Jill Ellis’ side showed no mercy to their opponents, scoring 10 times in the second half alone, but their celebrations of each goal sat uneasily with some.
Taylor Twellman, the former U.S. men's international, said the celebrations left "a sour taste" in his mouth and Kaylyn Kyle, a former Canadian women's international, claimed to be “disgusted” and “embarrassed”.
While Kyle defended the likes of Mallory Pugh, who scored her first World Cup goal in Reims, she questioned whether the likes of Morgan and others could have toned their reactions down.
“They’re the No.1 team in the world and for me, I’m disgusted honestly,” she told TSN, Canada’s Women’s World Cup broadcaster.
“You’re going up against a team that’s first time in the World Cup, they’re just happy to be there. I was a female professional athlete. There’s kids watching this and to be celebrating when it’s eight, nine, 10...

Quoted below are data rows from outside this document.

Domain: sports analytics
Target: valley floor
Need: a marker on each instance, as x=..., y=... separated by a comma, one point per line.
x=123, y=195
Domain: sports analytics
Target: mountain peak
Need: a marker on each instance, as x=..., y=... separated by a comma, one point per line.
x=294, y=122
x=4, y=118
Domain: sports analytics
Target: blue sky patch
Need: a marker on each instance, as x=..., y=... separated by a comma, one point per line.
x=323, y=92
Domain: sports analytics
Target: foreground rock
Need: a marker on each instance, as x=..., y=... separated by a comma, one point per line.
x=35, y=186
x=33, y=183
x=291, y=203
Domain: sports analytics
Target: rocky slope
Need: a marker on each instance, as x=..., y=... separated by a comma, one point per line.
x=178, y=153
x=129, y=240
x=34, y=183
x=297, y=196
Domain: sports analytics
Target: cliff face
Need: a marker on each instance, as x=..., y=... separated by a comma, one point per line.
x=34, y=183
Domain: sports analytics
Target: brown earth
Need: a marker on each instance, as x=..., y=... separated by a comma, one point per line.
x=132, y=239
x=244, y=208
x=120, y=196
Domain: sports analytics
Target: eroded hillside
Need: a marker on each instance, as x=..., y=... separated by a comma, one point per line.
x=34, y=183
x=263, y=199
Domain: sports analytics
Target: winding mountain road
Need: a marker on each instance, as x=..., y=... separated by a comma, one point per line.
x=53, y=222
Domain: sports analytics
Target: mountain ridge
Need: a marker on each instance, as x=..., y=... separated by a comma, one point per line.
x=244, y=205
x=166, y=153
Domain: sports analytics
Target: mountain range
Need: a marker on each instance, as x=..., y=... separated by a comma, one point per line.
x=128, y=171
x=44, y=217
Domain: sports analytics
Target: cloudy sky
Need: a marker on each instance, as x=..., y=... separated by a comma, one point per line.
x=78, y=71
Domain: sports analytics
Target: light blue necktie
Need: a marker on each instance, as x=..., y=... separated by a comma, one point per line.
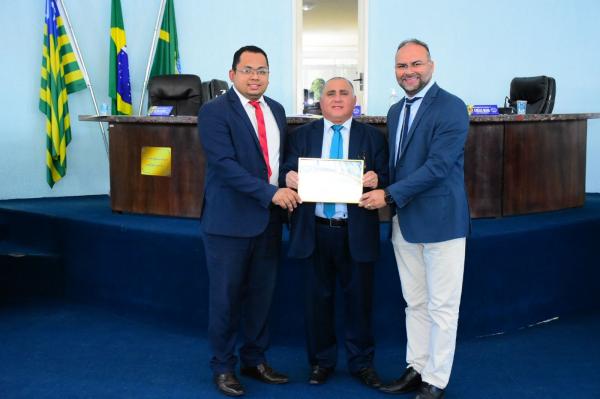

“I said in the pre-game, yes, you want to score a lot of goals. Yes, you want to make your mark because of the goal difference. But there’s a way to do it and that is not the way for me.”
Clare Rustad, another former Canada international working as a TSN pundit, was also left unimpressed by the U.S. celebrations, describing them as “unnecessary”.
“I just think they could have won with some humility and grace, and they just couldn’t manage to do that,” she said. “Celebrating goals later in the game like this is just completely unnecessary. What is this?”
Ellis herself was asked whether she felt her players had to be quite so ruthless in her post-match press conference, but dismissed the question.
The U.S. head coach asked: “Part of me is sitting here wondering, if this is 10-0 in a men’s World Cup, are we getting the same questions?”
Abby Wambach, a Women’s World Cup winner with the U.S. in 2015, also came to the defence of her former team-mates and also wondered whether the same questions would be asked of men.
“For all that have issue with many goals: for some players this is [their] first World Cup goal, and they should be excited. Imagine it being you out there.
“This is your dream of playing and then scoring in a World Cup. Celebrate. Would you tell a men’s team to not score or celebrate?”